PM still silent on Fiji’s economic situation

Prime Minister Sitiveni Rabuka with Alesi Taga (left), Filipe Taga and former netball rep Taufa Taga after the church service at the Nabua Methodist Church in Suva yesterday. Picture: ALESI TAGA/SUPPLIED

Prime Minister Sitiveni Rabuka says he is not in a position to speak about Fiji’s real economic situation.

For now, he said the focus was on utilising as efficiently as possible the country’s finances, based on the 2022-2023 Budget passed in Parliament last year.

The PM said this during a news conference last week where he was asked if he had been briefed on Fiji’s economic situation.

“We have not gotten to that,” he said.

“We have just gotten to the use of the budget that is remaining – which of our policies we can introduce right away without affecting the bottom line in that (2022-2023) budget.

“The other ones about employment, investment, and investor confidence that will also be part of the subsequent brief, and one of our policies we have to implement quickly to encourage investment coming in.”
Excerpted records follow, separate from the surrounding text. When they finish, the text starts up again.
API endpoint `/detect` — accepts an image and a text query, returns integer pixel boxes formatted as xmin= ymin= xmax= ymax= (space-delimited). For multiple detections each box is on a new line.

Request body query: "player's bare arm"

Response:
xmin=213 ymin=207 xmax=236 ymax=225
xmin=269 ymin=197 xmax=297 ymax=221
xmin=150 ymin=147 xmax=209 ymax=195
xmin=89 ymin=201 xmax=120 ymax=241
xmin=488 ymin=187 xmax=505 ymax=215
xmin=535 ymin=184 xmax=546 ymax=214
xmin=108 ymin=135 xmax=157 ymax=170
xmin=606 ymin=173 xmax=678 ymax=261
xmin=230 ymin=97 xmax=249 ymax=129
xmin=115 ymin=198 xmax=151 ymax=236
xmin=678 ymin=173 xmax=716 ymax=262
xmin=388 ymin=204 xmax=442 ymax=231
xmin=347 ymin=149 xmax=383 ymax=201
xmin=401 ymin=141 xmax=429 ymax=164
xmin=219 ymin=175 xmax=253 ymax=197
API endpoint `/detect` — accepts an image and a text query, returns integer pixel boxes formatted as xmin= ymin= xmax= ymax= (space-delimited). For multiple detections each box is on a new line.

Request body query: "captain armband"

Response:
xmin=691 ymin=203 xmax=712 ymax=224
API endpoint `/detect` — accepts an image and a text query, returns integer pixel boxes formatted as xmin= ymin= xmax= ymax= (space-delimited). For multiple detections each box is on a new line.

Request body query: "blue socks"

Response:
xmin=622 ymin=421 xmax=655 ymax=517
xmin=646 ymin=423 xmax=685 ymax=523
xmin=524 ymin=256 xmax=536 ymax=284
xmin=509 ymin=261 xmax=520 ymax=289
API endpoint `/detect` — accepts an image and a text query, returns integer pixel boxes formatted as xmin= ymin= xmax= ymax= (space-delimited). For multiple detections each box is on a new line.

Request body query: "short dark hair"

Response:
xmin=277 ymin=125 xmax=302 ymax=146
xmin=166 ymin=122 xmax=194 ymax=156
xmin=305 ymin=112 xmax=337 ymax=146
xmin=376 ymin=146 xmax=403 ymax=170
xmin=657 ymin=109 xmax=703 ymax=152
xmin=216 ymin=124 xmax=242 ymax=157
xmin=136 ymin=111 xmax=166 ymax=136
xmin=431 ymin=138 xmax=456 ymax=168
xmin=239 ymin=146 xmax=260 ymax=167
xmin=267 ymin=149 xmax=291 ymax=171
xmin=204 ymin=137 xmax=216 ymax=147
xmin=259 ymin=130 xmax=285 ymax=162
In 1998 under Mr Rabuka’s government, Fiji’s debt to GDP ratio was 21 per cent, it increased in 2006 under Laisenia Qarase to 37 per cent – and in 2021 under the Voreqe Bainimarama government was 86 per cent.

While delivering the 2021-2022 Budget in July 2021, then Economy Minister Aiyaz Sayed-Khaiyum said Fiji’s debt was expected to rise to $9 billion or 91.6 per cent of GDP.

For the 2022-2023 fiscal year, Mr Sayed-Khaiyum projected Fiji’s debt to be at $9.98 billion or 85.2 per cent of GDP.

In an opinion piece published in The Fiji Times on November 19, 2022, renowned economist Professor Wadan Narsey said under the Sitiveni Rabuka government – between 1992 and 1998 – the average household debt rose from $8739 to $9048, an increase of $309 per household (in nominal terms) and the average household income rose from $40,521 to $43,091, an increase of $2570, or almost eight times the increase in public debt.

In stark comparison, under the Bainimarama Government, the average household debt rose by a massive $25,486, while the average household income rose from $47,126 to $47,877 – an increase of $1751.